Pour rappel, le plan envisagé consiste à concrétiser la simplification du secteur voulue de longue date au travers d’une réorganisation inédite des intercommunales Hydrobru et Vivaqua. La voie choisie est, à terme, celle d’une intégration actionnariale, Hydrobru devenant l’actionnaire principal de Vivaqua.

 

Cette réforme permettra non seulement d’augmenter la lisibilité du secteur mais aussi d’en rendre le contrôle effectif sur l’ensemble des missions de services publics accomplies par les opérateurs du secteur de l’eau sur le territoire régional. Il s’agit là d’un pas extrêmement important en matière de gouvernance.

 

Par ailleurs, cette réforme s’inscrit dans la recherche de l’efficacité maximale du service public de l’eau aux bénéfices des usagers et des finances communales  car elle permettra la limitation des coûts, la transparence du fonctionnement et le contrôle démocratique optimal.

 

j'ai interpellé hier en Commission des Affaires intérieures  le Ministre-Président Charles Picqué. Ce dernier a rappelé les principes de la réforme envisagée et a précisé le calendrier de mise en œuvre de celle-ci.
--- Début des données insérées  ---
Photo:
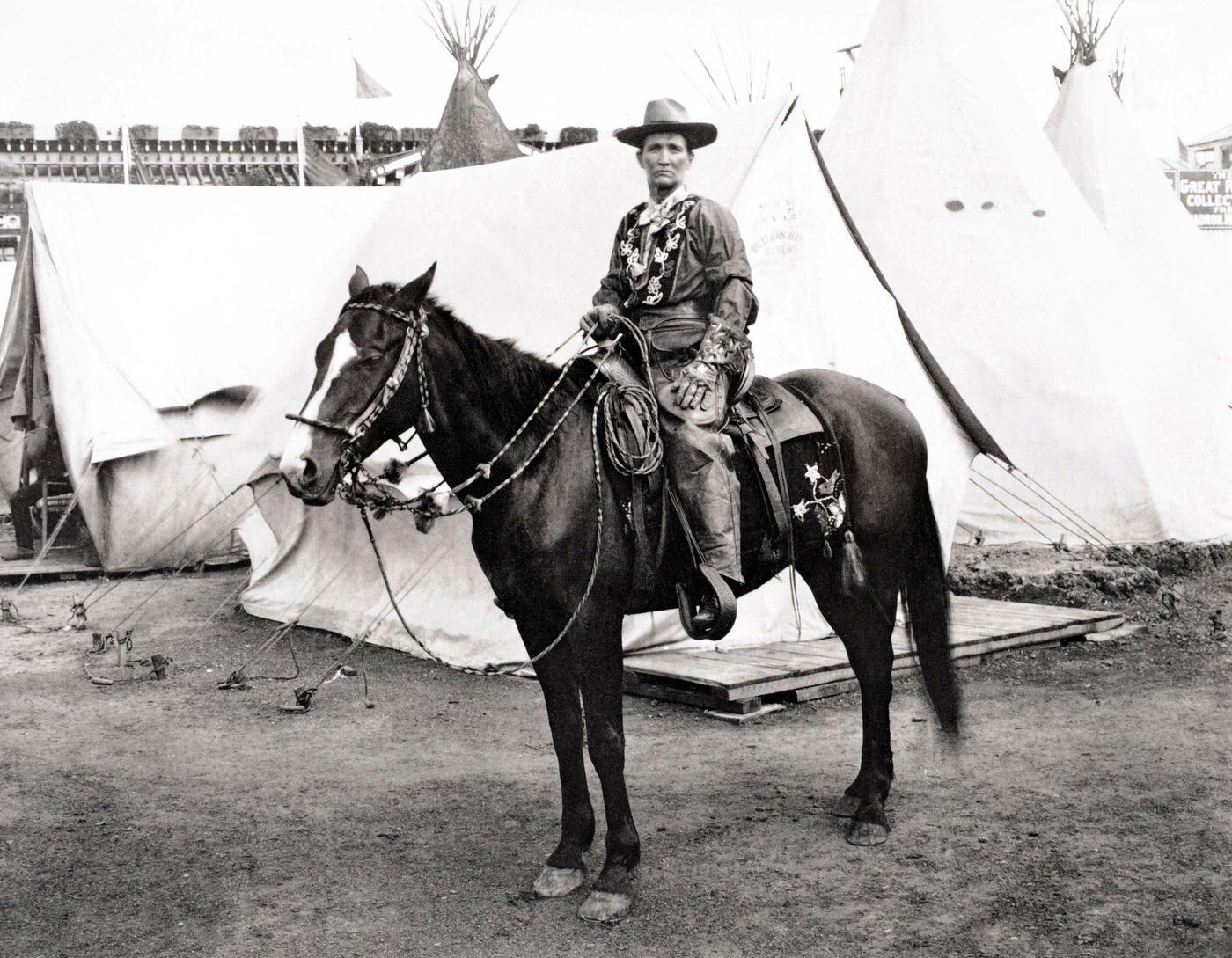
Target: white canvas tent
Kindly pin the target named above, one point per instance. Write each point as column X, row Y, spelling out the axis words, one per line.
column 526, row 267
column 150, row 359
column 159, row 307
column 1019, row 291
column 1127, row 193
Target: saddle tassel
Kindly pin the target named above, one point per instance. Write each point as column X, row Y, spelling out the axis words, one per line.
column 852, row 574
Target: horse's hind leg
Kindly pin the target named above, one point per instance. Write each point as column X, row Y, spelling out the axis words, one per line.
column 865, row 623
column 566, row 869
column 601, row 675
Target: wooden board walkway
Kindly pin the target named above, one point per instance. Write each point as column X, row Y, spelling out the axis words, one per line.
column 739, row 680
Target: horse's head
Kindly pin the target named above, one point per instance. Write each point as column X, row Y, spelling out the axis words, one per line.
column 355, row 361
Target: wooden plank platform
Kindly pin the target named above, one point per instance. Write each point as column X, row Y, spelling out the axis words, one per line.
column 738, row 680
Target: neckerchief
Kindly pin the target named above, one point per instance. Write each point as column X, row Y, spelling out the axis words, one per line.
column 656, row 216
column 652, row 271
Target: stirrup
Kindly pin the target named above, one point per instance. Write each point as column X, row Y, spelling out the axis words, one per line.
column 712, row 582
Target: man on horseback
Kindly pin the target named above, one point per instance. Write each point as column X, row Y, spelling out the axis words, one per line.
column 679, row 271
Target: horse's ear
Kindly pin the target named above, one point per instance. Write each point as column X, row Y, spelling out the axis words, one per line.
column 412, row 295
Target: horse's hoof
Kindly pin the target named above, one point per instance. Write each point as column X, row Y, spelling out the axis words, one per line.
column 866, row 832
column 605, row 906
column 558, row 881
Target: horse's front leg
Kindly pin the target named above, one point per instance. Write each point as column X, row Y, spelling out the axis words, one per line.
column 601, row 671
column 566, row 871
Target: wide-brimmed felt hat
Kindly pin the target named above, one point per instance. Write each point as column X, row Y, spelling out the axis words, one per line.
column 667, row 116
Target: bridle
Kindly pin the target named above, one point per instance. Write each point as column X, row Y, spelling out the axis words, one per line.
column 416, row 333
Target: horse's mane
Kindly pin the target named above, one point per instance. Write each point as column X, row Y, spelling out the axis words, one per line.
column 517, row 379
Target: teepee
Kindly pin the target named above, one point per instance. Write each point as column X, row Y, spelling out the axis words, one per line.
column 1061, row 350
column 1126, row 190
column 471, row 131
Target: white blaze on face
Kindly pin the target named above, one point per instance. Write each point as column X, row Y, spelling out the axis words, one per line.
column 299, row 442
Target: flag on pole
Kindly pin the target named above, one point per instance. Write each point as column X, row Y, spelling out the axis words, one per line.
column 138, row 172
column 366, row 88
column 126, row 150
column 301, row 148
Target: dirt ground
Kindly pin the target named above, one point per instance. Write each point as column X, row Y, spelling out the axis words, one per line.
column 1088, row 810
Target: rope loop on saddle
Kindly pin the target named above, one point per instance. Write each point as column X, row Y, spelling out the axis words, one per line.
column 631, row 428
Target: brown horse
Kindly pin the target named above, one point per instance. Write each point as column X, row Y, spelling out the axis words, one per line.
column 397, row 357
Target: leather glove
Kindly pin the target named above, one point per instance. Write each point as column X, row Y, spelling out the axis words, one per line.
column 695, row 390
column 599, row 322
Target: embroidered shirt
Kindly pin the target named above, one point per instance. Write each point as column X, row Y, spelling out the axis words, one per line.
column 695, row 255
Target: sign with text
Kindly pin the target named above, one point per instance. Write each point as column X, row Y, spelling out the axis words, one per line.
column 1206, row 194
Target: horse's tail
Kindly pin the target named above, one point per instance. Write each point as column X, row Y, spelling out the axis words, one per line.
column 929, row 607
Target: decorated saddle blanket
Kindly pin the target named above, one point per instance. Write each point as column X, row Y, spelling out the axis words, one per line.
column 792, row 487
column 790, row 471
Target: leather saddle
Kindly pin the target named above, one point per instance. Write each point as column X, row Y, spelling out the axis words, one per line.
column 791, row 493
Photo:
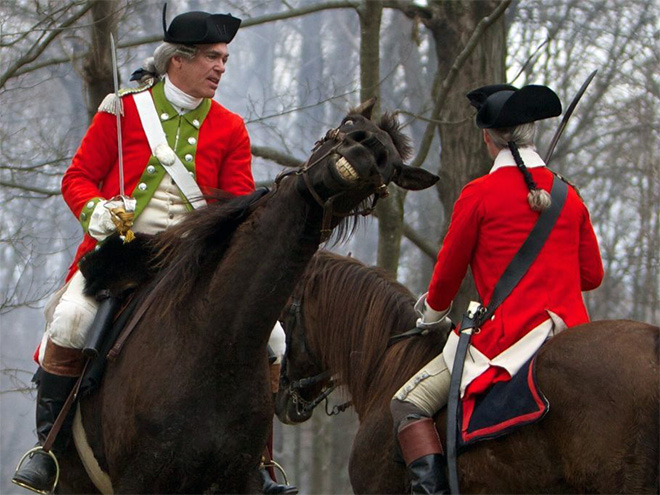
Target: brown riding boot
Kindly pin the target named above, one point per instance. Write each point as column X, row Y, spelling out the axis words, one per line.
column 425, row 460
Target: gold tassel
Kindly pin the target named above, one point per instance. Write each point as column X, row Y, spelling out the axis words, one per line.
column 124, row 221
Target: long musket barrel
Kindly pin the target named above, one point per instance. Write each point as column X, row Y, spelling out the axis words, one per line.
column 118, row 112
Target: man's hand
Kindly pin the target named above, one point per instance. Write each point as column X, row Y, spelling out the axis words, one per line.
column 430, row 319
column 111, row 216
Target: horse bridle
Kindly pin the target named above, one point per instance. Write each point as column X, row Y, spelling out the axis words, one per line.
column 293, row 321
column 339, row 138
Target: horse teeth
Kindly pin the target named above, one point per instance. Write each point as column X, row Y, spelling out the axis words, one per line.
column 346, row 170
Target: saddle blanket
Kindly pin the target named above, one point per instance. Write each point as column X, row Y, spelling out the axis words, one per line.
column 503, row 408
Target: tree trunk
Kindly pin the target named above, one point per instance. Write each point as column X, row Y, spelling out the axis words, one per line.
column 463, row 155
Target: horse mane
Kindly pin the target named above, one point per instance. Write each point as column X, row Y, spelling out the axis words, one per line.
column 196, row 244
column 350, row 312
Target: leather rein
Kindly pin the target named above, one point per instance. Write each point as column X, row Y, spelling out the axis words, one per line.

Ainsi, les intercommunales communiqueront pour septembre au Gouvernement bruxellois leurs propositions techniques en vue de concrétiser dans le courant de 2014 le transfert actionnarial envisagé. Une modification de l’ordonnance et des statuts régissant les intercommunales visées est également à prévoir. La nécessaire période transitoire qu’implique cette réorganisation majeure du secteur conduira en outre, à terme à la réduction significative du nombre de mandataires publics.

 

J'ai souligné la nécessité d’une progressivité dans la mise en œuvre de la réforme et rappelé mon souhait de voir des actes concrets posés avant les élections régionales de mai 2014.

 

Enfin, et à la veille du renouvellement des organes de gestion d’Hydrobru et de Vivaqua, j'ai également invité les intercommunales à former leurs administrateurs afin qu’ils disposent de l’expertise suffisante pour réellement exercer leur rôle de contrôle, sans oublier la nécessité d'une ouverture de ces organes de gestion aux usagers.